Al via l’Xml che sostituisce l’esterometro

Al via l’Xml che sostituisce l’esterometro

Sommario

A partire dalle cessioni e dalle prestazioni effettuate dal 1° luglio scorso, i dati delle operazioni transfrontaliere attive e passive realizzate da soggetti passivi residenti in Italia – tra i quali figurano, quindi, anche i Comuni – devono essere comunicati singolarmente, ossia con riferimento ad ogni transazione, utilizzando il formato Xml previsto all’interno del provvedimento n. 89757 del 30 aprile 2018, con trasmissione al sistema di interscambio, come già avviene per le fatture elettroniche PA e tra privati.

E’ quindi andato definitivamente in soffitta – scaduta la proroga al 30 giugno 2022 – il cosiddetto “esterometro”, la cui ultima presentazione riguarderà, pertanto, le informazioni relative alle vendite ed agli acquisti conclusi con soggetti non residenti durante il secondo trimestre dell’anno in corso (termine ultimo il 22 del mese di agosto, dal momento che il 31 luglio cade di sabato).

Si ricorda che, ai fini dell’applicazione delle regole previgenti o di quelle vigenti – tra l’altro, sempre il 1° luglio 2022 sono entrate in vigore le specifiche tecniche approvate con il provvedimento del 23 dicembre 2021, n. 374343, il quale ha abrogato il precedente provvedimento del 28 ottobre 2021, n. 293384 – rileva il momento di effettuazione delle cessioni e prestazioni, come definito, ai fini Iva, in generale dall’articolo 6 del D.P.R. 633/72 (e non il momento di esigibilità). 

Inoltre, è opportuno precisare che anche dopo il 1° luglio 2022 sarà comunque possibile continuare ad effettuare l’integrazione cartacea della fattura estera di acquisto, oppure ad emettere autofattura cartacea, sebbene, così facendo, si determini una duplicazione dell’adempimento (al momento, quindi, l’unico obbligo d’integrazione elettronica per assolvere l’imposta riguarda, ex articolo 8 del decreto 21 giugno 2021, l’acquisto di beni da San Marino documentati da e-fattura sammarinese, utilizzando il codice documento TD19).

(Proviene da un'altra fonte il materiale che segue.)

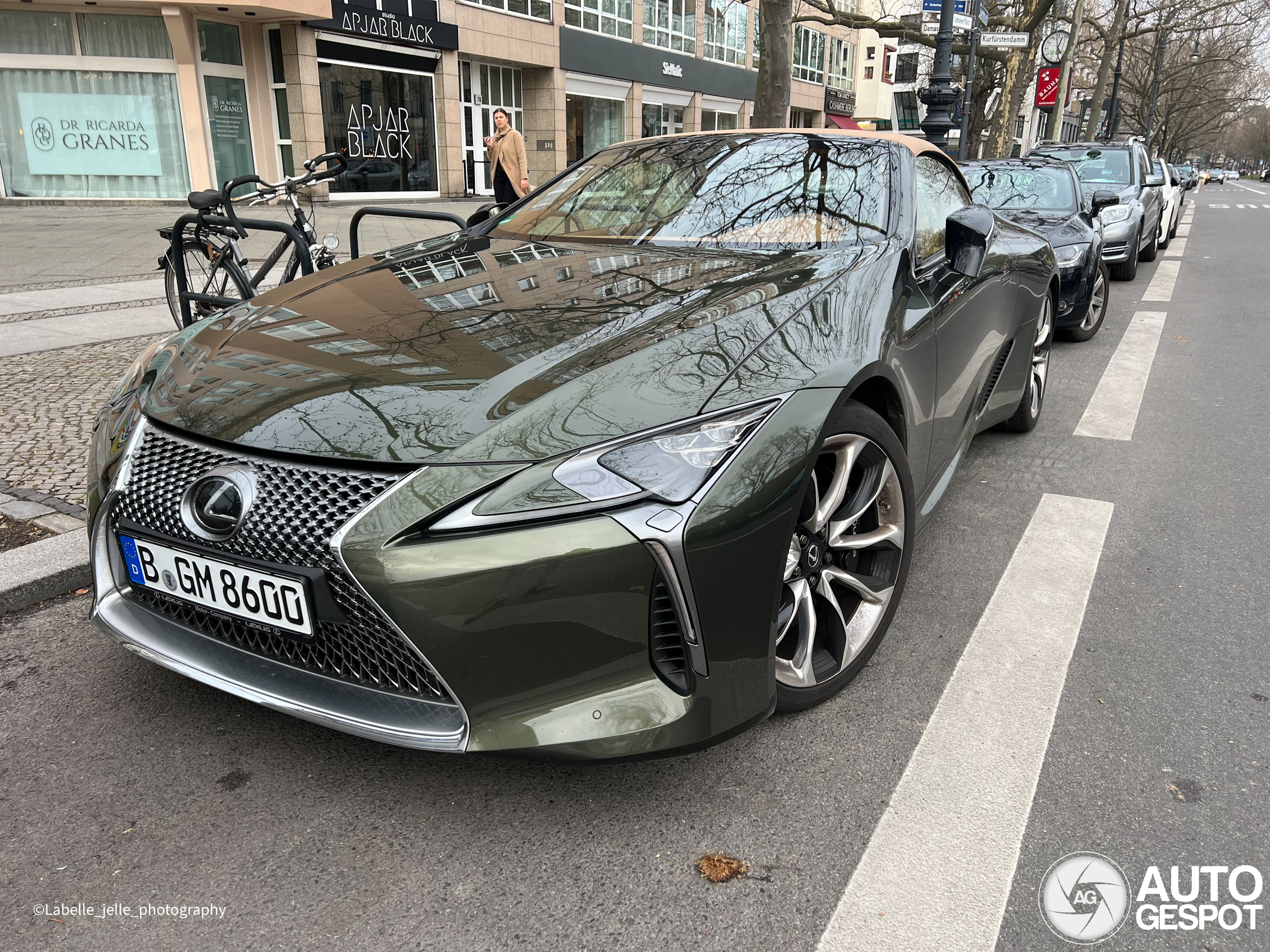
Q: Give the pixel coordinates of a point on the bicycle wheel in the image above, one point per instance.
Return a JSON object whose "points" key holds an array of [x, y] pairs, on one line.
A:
{"points": [[220, 277]]}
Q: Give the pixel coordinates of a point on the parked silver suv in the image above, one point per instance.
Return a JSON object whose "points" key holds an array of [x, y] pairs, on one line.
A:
{"points": [[1131, 230]]}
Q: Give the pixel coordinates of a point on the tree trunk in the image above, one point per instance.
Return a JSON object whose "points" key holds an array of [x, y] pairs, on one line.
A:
{"points": [[1100, 85], [775, 65]]}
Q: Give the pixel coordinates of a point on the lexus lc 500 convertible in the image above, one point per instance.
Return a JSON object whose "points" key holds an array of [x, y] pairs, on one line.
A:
{"points": [[614, 474]]}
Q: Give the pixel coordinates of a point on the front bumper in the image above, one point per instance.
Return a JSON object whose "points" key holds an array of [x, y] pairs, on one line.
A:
{"points": [[347, 708], [1118, 241]]}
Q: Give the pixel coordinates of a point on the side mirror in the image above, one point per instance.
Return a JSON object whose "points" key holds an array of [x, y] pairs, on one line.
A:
{"points": [[1103, 198], [484, 214], [965, 245]]}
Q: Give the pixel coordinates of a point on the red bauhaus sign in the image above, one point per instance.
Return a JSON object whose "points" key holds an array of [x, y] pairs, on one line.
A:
{"points": [[1047, 87]]}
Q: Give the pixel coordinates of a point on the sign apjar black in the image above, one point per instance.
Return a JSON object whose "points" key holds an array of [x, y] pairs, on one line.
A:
{"points": [[390, 28]]}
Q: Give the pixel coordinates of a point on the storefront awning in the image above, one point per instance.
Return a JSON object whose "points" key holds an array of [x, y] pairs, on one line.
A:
{"points": [[842, 122]]}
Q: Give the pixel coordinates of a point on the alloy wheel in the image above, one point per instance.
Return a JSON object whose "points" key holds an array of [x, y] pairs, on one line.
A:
{"points": [[842, 563], [1040, 355], [1098, 301]]}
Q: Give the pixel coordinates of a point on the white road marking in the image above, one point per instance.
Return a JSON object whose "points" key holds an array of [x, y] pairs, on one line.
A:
{"points": [[1113, 411], [1161, 287], [54, 298], [939, 867], [69, 330]]}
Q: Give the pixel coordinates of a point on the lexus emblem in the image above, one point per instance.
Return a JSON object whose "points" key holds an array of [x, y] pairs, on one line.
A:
{"points": [[218, 502]]}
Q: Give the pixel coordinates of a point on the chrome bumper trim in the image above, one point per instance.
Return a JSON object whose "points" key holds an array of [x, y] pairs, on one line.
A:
{"points": [[365, 713]]}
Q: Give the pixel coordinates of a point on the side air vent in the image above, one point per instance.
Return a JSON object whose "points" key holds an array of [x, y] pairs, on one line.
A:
{"points": [[667, 649], [991, 384]]}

Lo stesso vale per le operazioni attive, per le quali il documento da consegnare al cliente non residente rimane quello cartaceo.  

Al di là di qualche dubbio operativo, il vero nodo da sciogliere per gli enti non commerciali rimane la possibilità o meno di continuare ad escludere dall’obbligo di comunicazione le operazioni non rientranti nel campo di applicazione dell’Iva per carenza del presupposto soggettivo, vale a dire quelle afferenti alla sfera “istituzionale”.

La situazione sino al 30 giugno 2022  

Come noto, l’articolo 1 del D. Lgs. 127/2015, prevede, con decorrenza 1° gennaio 2019, l’obbligo generalizzato di emissione della fattura elettronica per le operazioni intercorse tra soggetti stabiliti ai fini Iva nel territorio dello Stato, nonché, sino al 30 giugno scorso, quello di presentazione di un’apposita comunicazione (il cosiddetto “esterometro”, appunto) per le operazioni intercorrenti con controparti estere, rispetto alle quali occorre avere riguardo anche al regolamento di attuazione, datato 30 aprile 2018. 

Più precisamente il comma 3-bis del predetto articolo 1 prevede che i soggetti passivi residenti debbano trasmettere telematicamente all’Agenzia delle entrate “i dati relativi alle operazioni di cessione di beni e di prestazione di servizi effettuate e ricevute verso e da soggetti non stabiliti nel territorio dello Stato”.

L’origine e la motivazione di tale adempimento risiedono nel fatto che l’obbligo di emissione della fattura elettronica non era stato inizialmente esteso (e così è rimasto) anche alle operazioni transfrontaliere.    

Per questa ragione, è (o meglio era stato) lo stesso legislatore a stabilire che le operazioni documentate da una bolletta doganale, nonché quelle per le quali siano state emesse o ricevute (volontariamente) fatture elettroniche, non devono essere inserire all’interno di tale comunicazione, in quanto appunto già note all’Amministrazione Finanziaria tramite dichiarazione doganale, ovvero perché veicolate dal sistema di interscambio.

Infatti, il punto 9.4 del succitato regolamento prevedeva la possibilità di evitare l’esterometro ricorrendo all’uso volontario della fatturazione elettronica anche nei riguardi di clienti esteri, stabilendo che “per le sole fatture emesse, le comunicazioni di cui al punto 9.1 possono essere eseguite trasmettendo al sistema dell’Agenzia delle entrate l’intera fattura emessa, in un file nel formato stabilito al punto 1.3 e compilando solo il campo “CodiceDestinatario” con un codice convenzionale indicato nelle specifiche tecniche allegate al presente provvedimento (XXXXXXX)”.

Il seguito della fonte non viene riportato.